I graduated in March 2009 and still have had no luck in finding a job. I've applied everywhere and no luck. Feel like I wasted a year of my life. Shouldve gone to RN school

I feel the same. I can't find a job and have been looking since May. I wasted a great deal of time and money doing something I thought would improve both my life and the lives of others. The supposed 'nursing shortage' was one important aspect of nursing I was counting on to make me marketable with real skills for the first time in my life. much for that.



26 Posts

I can understand not getting the job you want due to lack of experience, that happens in any field, but when everyone turns you down because of being a new grad, or when certain places have phased out LPN's, it just feels like you've been tricked into paying money. Yes you are supposed to know the career before you go to school for it, but the instructors (who you grow to trust during the time that you are in school) act as if you are in such high demand.Who else can you expect to have a better insight to the field than people who have been in it for 20-30 years?


95 Posts

Specializes in ICU, Geri, Education.


Just curious, have you found anything yet? I really hope so, I can only imagine how much that could make a person feel down in the dumps.



12 Posts

Has 3 years experience.

I know that many of you don't want to work in LTC but at this point it is a job.
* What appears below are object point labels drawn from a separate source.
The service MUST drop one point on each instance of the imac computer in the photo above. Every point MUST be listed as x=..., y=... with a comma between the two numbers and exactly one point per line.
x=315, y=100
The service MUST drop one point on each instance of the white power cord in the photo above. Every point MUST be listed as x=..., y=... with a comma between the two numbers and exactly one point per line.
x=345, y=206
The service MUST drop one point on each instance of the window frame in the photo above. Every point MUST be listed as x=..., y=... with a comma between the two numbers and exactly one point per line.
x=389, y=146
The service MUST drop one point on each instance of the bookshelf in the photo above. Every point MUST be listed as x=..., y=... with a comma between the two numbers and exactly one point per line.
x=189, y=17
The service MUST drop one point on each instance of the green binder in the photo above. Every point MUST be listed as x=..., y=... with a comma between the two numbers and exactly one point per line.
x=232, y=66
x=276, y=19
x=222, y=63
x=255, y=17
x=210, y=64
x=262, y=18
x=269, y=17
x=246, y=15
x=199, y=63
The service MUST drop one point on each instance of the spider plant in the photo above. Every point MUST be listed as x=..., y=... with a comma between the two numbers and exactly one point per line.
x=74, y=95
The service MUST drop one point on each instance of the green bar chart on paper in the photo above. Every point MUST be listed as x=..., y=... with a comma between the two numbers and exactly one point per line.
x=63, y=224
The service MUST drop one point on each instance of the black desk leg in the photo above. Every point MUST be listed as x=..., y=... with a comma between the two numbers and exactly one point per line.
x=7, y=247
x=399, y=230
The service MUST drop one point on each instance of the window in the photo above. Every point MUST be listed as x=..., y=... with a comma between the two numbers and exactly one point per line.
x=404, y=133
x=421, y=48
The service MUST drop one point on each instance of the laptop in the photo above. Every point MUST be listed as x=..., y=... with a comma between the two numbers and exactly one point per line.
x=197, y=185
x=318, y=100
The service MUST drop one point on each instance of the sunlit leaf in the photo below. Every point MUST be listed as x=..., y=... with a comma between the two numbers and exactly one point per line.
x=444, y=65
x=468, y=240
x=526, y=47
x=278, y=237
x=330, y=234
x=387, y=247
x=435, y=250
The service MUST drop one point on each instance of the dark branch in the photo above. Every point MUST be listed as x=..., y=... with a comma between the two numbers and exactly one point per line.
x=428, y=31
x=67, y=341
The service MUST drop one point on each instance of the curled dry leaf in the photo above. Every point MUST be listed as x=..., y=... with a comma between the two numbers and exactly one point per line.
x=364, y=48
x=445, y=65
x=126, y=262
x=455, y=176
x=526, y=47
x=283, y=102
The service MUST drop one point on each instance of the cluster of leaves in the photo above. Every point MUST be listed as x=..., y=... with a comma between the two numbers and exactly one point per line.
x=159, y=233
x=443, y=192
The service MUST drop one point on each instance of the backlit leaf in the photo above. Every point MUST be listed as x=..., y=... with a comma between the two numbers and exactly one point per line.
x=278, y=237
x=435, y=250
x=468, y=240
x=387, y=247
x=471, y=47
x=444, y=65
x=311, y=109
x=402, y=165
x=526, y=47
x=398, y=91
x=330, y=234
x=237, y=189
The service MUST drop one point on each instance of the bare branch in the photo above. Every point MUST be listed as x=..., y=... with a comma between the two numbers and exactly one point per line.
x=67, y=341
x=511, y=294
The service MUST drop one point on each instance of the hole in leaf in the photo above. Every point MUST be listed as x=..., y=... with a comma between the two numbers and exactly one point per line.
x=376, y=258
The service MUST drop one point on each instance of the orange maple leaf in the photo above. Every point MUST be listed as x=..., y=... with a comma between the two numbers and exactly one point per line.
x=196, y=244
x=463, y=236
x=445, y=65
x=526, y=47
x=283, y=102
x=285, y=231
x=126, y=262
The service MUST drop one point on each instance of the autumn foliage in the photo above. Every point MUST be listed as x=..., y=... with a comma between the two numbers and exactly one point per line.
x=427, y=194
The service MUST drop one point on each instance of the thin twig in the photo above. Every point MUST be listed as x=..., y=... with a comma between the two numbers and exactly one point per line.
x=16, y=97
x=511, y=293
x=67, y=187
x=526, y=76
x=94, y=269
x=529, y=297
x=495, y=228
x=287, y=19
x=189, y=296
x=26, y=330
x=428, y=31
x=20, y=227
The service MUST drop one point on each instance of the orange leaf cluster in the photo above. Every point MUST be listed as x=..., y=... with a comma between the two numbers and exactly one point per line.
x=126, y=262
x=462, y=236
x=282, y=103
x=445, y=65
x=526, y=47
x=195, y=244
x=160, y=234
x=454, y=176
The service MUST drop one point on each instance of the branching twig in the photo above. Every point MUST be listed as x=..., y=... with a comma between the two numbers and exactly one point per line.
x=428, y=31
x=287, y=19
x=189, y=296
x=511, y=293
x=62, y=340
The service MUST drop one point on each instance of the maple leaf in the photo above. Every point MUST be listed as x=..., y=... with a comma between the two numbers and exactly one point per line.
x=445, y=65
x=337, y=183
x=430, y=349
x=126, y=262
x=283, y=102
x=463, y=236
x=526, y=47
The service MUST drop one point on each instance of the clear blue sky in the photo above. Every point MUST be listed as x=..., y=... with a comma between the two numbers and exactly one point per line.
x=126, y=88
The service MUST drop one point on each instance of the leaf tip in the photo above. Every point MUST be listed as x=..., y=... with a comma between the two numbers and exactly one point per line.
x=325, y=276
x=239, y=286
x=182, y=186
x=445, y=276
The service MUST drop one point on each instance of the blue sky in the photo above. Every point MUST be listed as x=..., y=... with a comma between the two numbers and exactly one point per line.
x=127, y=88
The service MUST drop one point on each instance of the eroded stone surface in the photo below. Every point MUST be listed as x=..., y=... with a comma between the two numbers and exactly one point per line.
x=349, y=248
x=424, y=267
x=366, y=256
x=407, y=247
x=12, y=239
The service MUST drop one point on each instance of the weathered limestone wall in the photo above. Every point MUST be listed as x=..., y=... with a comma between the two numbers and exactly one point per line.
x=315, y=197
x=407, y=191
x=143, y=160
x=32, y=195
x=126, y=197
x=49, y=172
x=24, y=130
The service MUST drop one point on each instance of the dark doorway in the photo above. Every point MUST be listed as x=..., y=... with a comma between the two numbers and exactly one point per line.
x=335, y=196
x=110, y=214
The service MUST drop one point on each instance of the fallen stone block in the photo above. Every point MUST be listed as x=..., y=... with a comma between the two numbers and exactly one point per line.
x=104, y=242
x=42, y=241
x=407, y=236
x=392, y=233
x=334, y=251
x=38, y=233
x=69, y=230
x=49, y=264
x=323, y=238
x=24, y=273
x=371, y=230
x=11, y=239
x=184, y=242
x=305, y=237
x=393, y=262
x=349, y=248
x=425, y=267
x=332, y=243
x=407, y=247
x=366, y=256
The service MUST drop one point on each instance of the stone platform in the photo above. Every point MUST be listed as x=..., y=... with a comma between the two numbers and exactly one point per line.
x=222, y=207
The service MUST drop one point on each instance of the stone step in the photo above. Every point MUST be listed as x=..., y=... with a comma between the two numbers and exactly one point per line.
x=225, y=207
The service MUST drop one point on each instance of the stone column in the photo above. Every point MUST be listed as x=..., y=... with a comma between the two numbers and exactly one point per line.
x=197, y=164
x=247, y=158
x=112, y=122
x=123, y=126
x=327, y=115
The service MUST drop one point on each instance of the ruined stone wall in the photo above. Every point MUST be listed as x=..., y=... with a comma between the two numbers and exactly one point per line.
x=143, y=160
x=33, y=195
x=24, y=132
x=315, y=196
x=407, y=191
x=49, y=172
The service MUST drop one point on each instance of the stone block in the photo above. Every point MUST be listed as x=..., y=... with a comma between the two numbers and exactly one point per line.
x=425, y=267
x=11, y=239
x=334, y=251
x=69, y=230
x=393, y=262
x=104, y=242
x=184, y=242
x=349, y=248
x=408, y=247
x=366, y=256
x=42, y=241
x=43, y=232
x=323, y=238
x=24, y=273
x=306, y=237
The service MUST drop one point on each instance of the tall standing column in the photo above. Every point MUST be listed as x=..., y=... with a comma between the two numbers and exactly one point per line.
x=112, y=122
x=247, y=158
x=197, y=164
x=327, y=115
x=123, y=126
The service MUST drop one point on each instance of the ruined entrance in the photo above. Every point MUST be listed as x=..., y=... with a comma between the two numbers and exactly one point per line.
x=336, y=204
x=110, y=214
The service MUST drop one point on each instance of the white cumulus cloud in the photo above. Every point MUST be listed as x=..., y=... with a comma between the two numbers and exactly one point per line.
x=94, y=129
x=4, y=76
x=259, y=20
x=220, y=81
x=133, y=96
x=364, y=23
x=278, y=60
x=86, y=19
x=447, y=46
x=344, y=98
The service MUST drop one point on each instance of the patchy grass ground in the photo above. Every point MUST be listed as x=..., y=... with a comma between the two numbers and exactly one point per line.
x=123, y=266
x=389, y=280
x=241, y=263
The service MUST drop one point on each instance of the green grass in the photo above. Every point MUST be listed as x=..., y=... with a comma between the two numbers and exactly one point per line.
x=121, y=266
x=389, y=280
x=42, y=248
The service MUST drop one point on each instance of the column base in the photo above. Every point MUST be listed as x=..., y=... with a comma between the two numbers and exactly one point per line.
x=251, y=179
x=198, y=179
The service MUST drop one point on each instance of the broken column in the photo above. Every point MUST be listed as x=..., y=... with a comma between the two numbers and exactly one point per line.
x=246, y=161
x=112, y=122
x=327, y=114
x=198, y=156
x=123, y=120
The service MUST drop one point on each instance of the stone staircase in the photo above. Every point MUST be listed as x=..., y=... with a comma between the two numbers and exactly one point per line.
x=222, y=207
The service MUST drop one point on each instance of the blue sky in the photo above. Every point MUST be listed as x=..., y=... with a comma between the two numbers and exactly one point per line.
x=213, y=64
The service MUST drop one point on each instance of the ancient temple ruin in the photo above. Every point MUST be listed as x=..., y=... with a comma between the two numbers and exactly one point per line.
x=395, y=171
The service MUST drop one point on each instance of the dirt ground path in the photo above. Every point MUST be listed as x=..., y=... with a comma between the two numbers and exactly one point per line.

It is experience. I just finished the LPN portion of the program I am in (will be done with RN portion in May, 2010). I took the NCLEX on 9/11 and passed. There aren't many jobs available where I live for LPN's right now either but I have been working as a CNA at a nursing home and went to talk to the administrator about getting some experiences and training on the floor as an LPN. He was more than willing to let me start orientation...and for more of a raise than I was expecting. I'll still be working as an aide on my regularly scheduled weekends (at least until they can replace me or a permanent LPN spot opens up) but the opposite weekends I'll be getting some real job experience as a nurse. Job experience that will count on applications and resumes in the future.

I don't think any local hospitals are hiring LPNs at the moment due to the movement toward RN only. I have only seen a few full-time LPN job postings for any facilities. I think things will start changing next year. Facilities will realize that they are burning out their RN's and with burn-out comes injuries, illnesses, and retirement. It is all cyclical and things will change again. Similar to situations such as BSN vs. ADN nurses. My hope is to finish the ADN program I am in and start working, but at the same time continue on with school.

Good luck to everyone in the job search!